# VORTEXES



## Uncle Fuzzy (Dec 27, 2005)

OK, I have witnessed Vortexes in action and am convinced they work. Have decided to bite the bullet and get one of two. What are the pros and cons of the models out there, weight, dependability, battery life, etc? What are the best decoys to use on them, Feather Flex, Silly Flyers?
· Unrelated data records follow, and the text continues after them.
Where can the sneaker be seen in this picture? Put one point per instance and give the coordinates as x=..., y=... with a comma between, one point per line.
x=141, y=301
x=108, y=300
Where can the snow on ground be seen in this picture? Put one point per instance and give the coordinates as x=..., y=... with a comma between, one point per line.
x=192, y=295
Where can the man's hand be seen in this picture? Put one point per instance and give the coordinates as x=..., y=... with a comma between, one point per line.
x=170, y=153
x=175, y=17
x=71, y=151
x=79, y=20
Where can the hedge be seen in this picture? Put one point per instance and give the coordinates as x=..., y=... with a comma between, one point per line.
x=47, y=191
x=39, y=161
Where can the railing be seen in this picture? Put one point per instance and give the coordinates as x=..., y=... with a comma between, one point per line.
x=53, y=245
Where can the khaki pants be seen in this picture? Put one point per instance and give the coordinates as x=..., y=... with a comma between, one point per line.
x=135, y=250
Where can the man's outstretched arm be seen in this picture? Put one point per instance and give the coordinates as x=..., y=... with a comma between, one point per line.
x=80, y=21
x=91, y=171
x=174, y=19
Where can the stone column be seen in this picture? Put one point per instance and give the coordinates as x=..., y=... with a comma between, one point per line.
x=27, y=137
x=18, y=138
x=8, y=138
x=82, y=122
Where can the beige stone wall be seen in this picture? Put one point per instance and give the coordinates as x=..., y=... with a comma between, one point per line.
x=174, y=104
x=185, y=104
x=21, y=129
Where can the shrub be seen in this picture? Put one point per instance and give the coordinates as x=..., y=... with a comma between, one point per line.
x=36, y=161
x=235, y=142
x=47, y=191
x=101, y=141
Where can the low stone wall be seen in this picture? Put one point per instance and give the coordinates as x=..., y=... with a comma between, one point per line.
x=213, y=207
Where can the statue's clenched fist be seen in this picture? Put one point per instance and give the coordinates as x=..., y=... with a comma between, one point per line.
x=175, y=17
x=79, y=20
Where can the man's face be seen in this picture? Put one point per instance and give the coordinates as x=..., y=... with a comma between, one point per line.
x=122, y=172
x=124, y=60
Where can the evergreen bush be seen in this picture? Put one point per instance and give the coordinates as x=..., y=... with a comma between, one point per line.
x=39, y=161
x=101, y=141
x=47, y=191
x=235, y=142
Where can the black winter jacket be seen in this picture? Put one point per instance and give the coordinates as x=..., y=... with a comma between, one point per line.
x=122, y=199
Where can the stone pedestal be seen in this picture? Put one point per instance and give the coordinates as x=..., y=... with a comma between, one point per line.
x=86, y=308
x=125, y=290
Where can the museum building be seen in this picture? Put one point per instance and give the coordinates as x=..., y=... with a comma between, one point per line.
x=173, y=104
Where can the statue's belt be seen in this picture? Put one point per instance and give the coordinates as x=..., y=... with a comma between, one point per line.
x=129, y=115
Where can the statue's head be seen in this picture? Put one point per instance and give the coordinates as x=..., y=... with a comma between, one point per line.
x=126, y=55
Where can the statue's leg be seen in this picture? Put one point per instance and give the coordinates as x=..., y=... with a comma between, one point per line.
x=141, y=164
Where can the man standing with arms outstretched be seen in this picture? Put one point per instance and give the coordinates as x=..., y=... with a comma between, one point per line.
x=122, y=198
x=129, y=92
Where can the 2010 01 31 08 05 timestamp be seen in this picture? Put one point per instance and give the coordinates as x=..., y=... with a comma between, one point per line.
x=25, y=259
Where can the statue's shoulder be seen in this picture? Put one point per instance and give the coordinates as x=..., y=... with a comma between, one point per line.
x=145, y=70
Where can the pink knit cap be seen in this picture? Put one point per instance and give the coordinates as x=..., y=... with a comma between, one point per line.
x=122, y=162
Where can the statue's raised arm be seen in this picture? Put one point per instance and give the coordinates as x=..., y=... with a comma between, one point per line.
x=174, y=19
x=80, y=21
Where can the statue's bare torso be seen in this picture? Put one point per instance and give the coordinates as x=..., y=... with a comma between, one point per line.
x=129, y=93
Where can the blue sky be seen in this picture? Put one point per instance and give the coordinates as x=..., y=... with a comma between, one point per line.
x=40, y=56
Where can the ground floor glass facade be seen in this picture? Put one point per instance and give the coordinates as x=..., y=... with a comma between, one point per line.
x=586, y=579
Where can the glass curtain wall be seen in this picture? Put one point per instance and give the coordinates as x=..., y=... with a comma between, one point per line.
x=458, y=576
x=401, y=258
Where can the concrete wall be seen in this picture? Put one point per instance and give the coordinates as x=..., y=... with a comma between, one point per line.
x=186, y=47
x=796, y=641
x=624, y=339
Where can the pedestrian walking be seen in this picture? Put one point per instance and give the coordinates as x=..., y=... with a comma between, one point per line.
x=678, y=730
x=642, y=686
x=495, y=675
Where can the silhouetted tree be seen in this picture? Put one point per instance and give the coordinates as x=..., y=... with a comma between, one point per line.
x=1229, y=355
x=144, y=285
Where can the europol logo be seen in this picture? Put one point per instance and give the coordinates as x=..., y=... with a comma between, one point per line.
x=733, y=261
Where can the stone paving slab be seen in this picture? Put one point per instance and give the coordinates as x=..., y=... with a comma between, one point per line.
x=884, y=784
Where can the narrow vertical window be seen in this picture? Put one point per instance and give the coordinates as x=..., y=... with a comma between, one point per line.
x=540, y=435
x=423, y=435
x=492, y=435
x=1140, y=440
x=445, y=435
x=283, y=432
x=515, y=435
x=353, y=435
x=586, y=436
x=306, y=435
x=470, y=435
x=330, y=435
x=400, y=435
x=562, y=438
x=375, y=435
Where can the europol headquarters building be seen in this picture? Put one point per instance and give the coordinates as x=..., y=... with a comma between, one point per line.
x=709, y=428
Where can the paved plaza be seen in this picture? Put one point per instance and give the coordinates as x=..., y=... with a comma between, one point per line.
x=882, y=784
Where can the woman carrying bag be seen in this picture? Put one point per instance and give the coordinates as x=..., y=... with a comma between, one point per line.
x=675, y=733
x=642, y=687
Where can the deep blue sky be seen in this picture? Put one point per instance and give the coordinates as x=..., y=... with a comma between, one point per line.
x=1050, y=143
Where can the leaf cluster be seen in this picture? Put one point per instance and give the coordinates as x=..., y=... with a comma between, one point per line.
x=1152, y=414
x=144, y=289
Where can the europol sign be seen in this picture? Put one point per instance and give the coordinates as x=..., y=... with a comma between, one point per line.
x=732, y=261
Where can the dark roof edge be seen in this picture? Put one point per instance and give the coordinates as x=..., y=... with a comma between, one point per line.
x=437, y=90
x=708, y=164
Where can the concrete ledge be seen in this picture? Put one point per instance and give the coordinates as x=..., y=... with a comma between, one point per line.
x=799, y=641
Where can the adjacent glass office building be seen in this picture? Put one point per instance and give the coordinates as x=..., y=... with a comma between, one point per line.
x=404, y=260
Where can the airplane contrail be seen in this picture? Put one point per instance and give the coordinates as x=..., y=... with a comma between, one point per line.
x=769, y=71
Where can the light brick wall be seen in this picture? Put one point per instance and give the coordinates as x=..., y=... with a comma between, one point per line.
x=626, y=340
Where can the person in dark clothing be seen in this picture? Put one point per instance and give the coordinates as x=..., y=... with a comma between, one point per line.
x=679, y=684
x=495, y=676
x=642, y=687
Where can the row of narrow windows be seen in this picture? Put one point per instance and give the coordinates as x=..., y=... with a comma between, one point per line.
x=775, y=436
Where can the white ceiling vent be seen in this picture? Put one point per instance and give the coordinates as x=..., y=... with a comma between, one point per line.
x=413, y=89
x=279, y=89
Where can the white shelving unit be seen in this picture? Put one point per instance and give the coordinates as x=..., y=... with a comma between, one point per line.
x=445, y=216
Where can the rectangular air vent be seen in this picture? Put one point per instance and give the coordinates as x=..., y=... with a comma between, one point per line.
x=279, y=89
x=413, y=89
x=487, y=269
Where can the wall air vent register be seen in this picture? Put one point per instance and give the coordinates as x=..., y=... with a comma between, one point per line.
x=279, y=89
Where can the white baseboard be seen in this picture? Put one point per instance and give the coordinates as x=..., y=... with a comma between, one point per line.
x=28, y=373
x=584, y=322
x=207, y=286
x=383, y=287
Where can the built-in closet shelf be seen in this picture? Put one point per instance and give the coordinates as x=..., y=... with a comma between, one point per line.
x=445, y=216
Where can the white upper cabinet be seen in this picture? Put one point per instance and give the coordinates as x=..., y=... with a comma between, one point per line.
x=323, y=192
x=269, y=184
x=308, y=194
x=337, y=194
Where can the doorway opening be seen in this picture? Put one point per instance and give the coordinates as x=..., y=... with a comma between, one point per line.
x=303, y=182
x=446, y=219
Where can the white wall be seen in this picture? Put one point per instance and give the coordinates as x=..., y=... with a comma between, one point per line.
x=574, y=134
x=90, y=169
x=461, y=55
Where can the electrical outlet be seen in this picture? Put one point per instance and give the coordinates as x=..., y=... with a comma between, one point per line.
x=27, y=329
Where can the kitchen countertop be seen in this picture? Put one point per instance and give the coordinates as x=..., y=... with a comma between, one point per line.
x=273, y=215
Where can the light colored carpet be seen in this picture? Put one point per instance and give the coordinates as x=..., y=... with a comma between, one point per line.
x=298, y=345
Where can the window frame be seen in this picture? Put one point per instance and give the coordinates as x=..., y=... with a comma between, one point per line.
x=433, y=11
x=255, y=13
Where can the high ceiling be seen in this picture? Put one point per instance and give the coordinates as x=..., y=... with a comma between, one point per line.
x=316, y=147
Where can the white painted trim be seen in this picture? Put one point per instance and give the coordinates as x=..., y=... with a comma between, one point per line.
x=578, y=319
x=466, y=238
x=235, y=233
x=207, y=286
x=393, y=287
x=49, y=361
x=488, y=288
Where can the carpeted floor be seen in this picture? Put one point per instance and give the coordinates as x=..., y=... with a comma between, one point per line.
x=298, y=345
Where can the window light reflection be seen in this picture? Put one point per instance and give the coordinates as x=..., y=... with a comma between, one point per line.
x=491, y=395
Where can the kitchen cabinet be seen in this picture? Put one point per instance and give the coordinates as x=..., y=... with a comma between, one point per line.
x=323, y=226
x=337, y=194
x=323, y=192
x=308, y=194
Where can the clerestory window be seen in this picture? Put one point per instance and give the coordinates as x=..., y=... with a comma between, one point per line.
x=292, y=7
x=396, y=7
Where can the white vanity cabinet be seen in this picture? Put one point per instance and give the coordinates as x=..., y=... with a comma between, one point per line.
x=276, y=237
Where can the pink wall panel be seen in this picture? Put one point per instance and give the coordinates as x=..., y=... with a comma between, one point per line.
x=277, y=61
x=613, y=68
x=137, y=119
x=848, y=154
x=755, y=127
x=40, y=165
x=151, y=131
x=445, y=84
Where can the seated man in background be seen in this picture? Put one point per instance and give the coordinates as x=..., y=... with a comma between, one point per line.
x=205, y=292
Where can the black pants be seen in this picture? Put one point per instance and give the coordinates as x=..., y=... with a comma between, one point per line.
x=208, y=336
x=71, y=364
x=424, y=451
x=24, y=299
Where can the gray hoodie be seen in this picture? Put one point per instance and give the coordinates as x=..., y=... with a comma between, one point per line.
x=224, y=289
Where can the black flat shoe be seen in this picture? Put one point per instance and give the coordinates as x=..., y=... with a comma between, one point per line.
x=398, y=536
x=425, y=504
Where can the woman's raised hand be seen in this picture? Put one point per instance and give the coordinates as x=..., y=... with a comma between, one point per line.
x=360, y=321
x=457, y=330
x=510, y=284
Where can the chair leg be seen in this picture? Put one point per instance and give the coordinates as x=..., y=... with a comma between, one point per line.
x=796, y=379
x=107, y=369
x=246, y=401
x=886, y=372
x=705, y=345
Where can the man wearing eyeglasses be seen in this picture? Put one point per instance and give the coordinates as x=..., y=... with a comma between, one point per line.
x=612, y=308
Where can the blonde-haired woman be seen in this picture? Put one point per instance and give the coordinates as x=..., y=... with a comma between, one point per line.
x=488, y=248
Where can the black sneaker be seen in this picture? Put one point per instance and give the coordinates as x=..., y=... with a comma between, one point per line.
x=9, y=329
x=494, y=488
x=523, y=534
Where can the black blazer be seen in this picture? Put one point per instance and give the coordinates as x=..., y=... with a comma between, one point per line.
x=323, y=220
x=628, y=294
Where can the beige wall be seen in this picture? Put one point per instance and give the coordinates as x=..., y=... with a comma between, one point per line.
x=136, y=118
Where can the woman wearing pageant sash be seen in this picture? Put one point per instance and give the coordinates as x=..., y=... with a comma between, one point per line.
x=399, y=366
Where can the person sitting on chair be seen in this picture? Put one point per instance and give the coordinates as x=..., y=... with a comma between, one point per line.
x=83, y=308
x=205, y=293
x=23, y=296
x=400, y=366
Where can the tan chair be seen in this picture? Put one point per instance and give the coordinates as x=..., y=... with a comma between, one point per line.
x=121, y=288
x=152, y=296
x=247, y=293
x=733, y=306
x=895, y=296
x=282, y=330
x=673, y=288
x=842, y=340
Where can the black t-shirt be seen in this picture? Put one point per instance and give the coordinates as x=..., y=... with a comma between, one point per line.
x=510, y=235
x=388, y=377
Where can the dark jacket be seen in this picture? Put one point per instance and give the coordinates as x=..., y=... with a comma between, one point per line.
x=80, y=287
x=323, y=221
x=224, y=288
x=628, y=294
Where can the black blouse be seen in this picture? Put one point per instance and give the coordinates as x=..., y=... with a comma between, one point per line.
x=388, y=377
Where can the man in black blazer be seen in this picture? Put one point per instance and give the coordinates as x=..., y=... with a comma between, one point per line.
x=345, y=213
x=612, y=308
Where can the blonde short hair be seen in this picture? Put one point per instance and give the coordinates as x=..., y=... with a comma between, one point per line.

I am thinking about two 6 bird rigs. Is this a good way to go or is one 9 or 12 better?

What am I missing?


----------



## Wulffhunter (Dec 12, 2011)

I don't have any but I've heard they're a pain to carry if you have to but by judging the videos and the way ppl talk about them they would pay for themselves pretty quick. I'd get a four bird if I were you. Cheaper to start with and use some sillosock flyers.


----------



## the professor (Oct 13, 2006)

Wulffhunter said:


> I don't have any but I've heard they're a pain to carry if you have to but by judging the videos and the way ppl talk about them they would pay for themselves pretty quick. I'd get a four bird if I were you. Cheaper to start with and use some sillosock flyers.


The sillosocks brand easily disassembles into a package less than the size of a bat bag. in fact they come with a carry bag. Not a pain at all.


----------



## Wulffhunter (Dec 12, 2011)

O sweet. Well then I don't see any downsides to them. Carry on


----------



## StackinSnows (Jan 16, 2011)

Uncle Fuzzy said:


> OK, I have witnessed Vortexes in action and am convinced they work. Have decided to bite the bullet and get one of two. What are the pros and cons of the models out there, weight, dependability, battery life, etc? What are the best decoys to use on them, Feather Flex, Silly Flyers?
> 
> I am thinking about two 6 bird rigs. Is this a good way to go or is one 9 or 12 better?
> 
> What am I missing?


Used them all this spring. Ran all kinds of combinations. Had great success with 2-4 6 bird flyrights. Two 6 bird rotaries next to a 12 bird machine. And a few other days we ran two 6 birds machines next to a 24 bird machine, and that was lights out.

They seem to like the "multiple" look. Best of luck this spring!! :thumb:

Oh, and we run the new Feather Flyers on our machines.


----------



## SDMAN (Mar 8, 2014)

I really like my silosock flyers and rotarys!


----------